E anche con un allenatore che ha capito di aver commesso alcuni errori, primo fra tutti la costruzione della rosa.

Allegri quest’anno ha almeno tre responsabilità: la prima è aver costruito un instant team per vincere subito, sia per l’obbligo imposto dalla Juventus, sia (forse) per prendersi una rivincita immediata sui suoi detrattori. Una responsabilità oggettiva, che si è manifestata con i rischi di un simile modello: l’assenza prolungata di Pogba, la presenza intermittente di Di Maria e aggiungiamoci il rientro slittato di Chiesa. Così gli equivoci tattici della rosa sono in buona parte rimasti lì, a partire dai terzini e dai centrali. La seconda, ma parziale, riguarda la preparazione atletica – lo staff è ormai dipendente dai grandi allenatori, come ripetono Klopp e Guardiola, Ancelotti e Simeone – e la Juventus ha avuto troppi infortuni, oltre ad una condizione atletica rivedibile (su questo faremo presto un approfondimento, ma non considerare l’importanza dei “corpi” è l’ennesima deriva cerebrale dei maniaci della tattica).

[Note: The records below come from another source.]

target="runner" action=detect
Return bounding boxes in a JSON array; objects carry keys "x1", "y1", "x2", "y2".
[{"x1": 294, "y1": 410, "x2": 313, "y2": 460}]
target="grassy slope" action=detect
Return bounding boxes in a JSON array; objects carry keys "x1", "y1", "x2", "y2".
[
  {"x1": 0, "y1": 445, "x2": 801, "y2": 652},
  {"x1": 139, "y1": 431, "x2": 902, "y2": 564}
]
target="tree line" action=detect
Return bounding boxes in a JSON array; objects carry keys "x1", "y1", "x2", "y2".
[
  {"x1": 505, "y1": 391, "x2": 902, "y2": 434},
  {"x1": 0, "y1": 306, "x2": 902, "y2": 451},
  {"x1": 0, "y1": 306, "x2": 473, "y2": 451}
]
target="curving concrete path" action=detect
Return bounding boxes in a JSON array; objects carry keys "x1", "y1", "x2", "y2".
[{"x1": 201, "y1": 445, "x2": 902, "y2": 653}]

E infine il fatto che il tecnico livornese si sia arroccato, chiuso in se stesso, che da anarchico conservatore fosse diventato solo conservatore, impantanandosi in una guerra santa che non poteva vincere e smarrendo il lato creativo e avanguardista che aveva contraddistinto la sua carriera di allenatore. Un qualcosa a cui Max sta provando a rimediare nelle ultime partite, tornando a sperimentare, a cambiare uomini e moduli, a reinventare e ricostruire una Juventus immaginata in estate come somma di figurine. Vedremo se basterà, magari insieme ai rientri a pieno regime di Chiesa e Di Maria, per far girare la stagione. In ogni caso i discorsi sull’ideologia tattica, su quali stili di gioco siano “superati” e quali no, li lasciamo volentieri ad altri: a chi crede che siano le cause, e non invece le conseguenze, del problema. Però anche qui, si è parlato troppo di Allegri.

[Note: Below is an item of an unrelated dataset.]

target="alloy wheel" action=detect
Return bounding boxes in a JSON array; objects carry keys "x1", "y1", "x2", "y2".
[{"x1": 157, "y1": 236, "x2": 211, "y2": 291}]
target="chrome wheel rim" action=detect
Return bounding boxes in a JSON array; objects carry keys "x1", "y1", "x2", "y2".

Un allenatore deve essere bravo a mettere i giocatori migliori nelle condizioni migliori, ma poi in campo, fino a che non li telecomanderemo, scenderanno sempre questi ultimi. Con i loro corpi e le loro teste, che si suppone debbano funzionare entrambi: per due mesi alla Juventus non andavano né gli uni né le altre, e i giocatori migliori neppure c’erano, molto spesso. Risolti questi tre aspetti, si potrà poi parlare di tattiche, di stili di gioco, si potrà davvero capire se un certo “tipo di calcio” appartiene al passato o meno. Per adesso, discorsi simili non possiamo che rimandarli. A meno che, si intende, non siate convinti che la vittoria di ieri sera dipenda esclusivamente dal 3-5-2. O dalla fortuna.